Thank you, Pam, for inviting me to present my retro design dilemma. Some background on the house first, it’s a 1949 flat roof ranch house. It is on a cul de sac of about 8 houses, 6 of which were built at the same time by the same architect and his friends as an experimental project. They wanted to live near each other as they often entertained together. Most of the houses, like mine, have South facing windows to take advantage of passive solar heat, radiant floor heat and there is a community pocket park for the residents.

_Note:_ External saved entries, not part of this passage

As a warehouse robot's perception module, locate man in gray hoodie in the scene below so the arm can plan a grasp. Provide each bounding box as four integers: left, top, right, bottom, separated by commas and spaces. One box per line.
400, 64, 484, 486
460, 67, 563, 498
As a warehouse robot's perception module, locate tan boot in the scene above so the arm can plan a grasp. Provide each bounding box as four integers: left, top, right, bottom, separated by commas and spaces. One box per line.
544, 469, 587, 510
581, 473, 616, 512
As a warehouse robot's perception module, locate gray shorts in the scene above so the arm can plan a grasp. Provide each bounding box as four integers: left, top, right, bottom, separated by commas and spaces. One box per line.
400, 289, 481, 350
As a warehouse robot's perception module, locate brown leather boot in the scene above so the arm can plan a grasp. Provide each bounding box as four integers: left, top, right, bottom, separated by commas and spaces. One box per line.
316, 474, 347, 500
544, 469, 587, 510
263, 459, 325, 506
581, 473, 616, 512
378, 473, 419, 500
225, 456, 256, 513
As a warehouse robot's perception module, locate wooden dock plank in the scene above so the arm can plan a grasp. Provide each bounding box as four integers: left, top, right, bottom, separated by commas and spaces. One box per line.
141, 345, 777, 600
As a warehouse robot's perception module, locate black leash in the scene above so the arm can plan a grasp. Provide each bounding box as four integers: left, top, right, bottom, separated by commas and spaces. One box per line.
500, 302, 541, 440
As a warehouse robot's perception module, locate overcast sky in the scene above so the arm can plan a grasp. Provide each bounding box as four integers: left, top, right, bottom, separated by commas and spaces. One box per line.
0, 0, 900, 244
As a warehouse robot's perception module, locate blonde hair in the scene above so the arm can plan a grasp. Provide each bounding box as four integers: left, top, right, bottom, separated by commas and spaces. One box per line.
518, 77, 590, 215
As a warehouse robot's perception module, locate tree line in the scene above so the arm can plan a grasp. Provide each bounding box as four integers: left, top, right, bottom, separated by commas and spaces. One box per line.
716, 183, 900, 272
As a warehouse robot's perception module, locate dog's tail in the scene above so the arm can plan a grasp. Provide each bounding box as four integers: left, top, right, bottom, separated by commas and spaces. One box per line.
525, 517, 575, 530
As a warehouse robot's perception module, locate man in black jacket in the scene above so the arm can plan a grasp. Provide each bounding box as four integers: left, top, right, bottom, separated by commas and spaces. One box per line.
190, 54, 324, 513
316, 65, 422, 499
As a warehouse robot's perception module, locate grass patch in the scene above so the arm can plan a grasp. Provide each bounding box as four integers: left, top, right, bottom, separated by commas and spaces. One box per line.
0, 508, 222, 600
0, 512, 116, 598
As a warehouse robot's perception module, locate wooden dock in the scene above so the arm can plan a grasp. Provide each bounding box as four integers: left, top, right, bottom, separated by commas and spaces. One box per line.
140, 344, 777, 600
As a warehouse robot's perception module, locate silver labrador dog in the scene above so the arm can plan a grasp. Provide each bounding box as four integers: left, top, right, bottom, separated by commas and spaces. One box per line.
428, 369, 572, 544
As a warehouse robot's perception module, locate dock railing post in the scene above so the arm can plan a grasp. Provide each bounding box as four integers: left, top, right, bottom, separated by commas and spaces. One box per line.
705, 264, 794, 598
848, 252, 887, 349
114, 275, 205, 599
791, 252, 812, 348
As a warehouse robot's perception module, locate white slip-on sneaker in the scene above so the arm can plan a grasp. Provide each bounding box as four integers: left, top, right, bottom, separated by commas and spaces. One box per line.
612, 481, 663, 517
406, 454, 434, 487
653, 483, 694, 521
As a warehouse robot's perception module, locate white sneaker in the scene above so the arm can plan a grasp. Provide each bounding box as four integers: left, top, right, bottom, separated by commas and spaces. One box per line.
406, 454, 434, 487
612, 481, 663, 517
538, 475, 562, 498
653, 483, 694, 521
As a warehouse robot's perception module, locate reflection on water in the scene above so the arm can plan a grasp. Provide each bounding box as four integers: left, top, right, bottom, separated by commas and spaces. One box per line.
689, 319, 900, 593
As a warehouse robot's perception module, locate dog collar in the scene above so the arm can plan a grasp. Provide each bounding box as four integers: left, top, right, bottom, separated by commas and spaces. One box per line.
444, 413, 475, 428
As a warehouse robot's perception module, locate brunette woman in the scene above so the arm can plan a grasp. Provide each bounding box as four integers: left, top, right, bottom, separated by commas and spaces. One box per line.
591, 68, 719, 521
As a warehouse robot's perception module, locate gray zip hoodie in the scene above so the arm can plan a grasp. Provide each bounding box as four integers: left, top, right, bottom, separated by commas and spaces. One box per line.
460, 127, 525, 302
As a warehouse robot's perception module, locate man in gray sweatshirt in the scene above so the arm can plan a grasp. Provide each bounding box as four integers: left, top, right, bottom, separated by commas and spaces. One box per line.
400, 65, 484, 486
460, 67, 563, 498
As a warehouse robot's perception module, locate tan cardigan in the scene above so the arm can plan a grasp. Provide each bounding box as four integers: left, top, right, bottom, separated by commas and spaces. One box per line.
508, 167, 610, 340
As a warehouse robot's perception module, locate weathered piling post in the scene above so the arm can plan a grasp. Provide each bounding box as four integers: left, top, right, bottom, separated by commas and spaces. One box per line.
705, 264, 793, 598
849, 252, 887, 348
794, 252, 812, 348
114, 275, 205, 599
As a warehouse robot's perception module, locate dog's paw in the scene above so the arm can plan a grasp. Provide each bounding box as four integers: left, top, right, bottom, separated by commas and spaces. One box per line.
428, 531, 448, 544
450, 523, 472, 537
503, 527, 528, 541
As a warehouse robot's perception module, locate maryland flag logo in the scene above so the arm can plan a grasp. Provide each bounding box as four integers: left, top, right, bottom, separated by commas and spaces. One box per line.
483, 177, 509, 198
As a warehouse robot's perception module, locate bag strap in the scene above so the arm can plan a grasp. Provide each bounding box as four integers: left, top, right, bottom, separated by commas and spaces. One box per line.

blinds-closedOur house came with a wall of windows on the South side. It gets blasted with light during the daytime. This is in our open living and dining area. There are 4 windows in the area, 3 of them being large picture windows. All the windows have short, pinch pleat drapes in a faux silk slub fabric. The drapes only come to the bottom of the sills. I think that this looks a little odd. I don’t mind the color, which is ivory, or the pinch pleats but I’m not keen on the length.

I love the clean lines of our house. The windows are really what makes this simple house special. I’d like to find a way to get privacy and protection from the sun’s glare while not hiding the awesome windows.

Lori's-living-roomMy husband and I are not into fussy patterns or designs. We tend to like clean lines, bold stripes or color blocking. We have used pleated shades in other houses, but I’m not sure if this would be sacrilege in this house or not. We absolutely love our views of our woodsy yard and the evening sunsets through our huge windows. I’d saw our style is modern with natural elements and colors.

Getting new pinch pleat drapes is going to be cost prohibitive, I think. The largest picture window is 5×8 ft, add the side windows to that and it’s 12 ft of glass. I’ve thought about adding fabric to the drapes to make them longer but wonder if that’s going to be too difficult.

Thank you for considering my questions! Sorry that our room isn’t tidy, we just moved in 2 weeks ago.

Lori

What a gorgeous house, Lori, and your neighborhood sounds terrific. For the record, be sure to check our entire category of stories about window treatments for midcentury homes. And, Pam did this story, too, outlining 11 key ideas for curtains, shades, blinds and more.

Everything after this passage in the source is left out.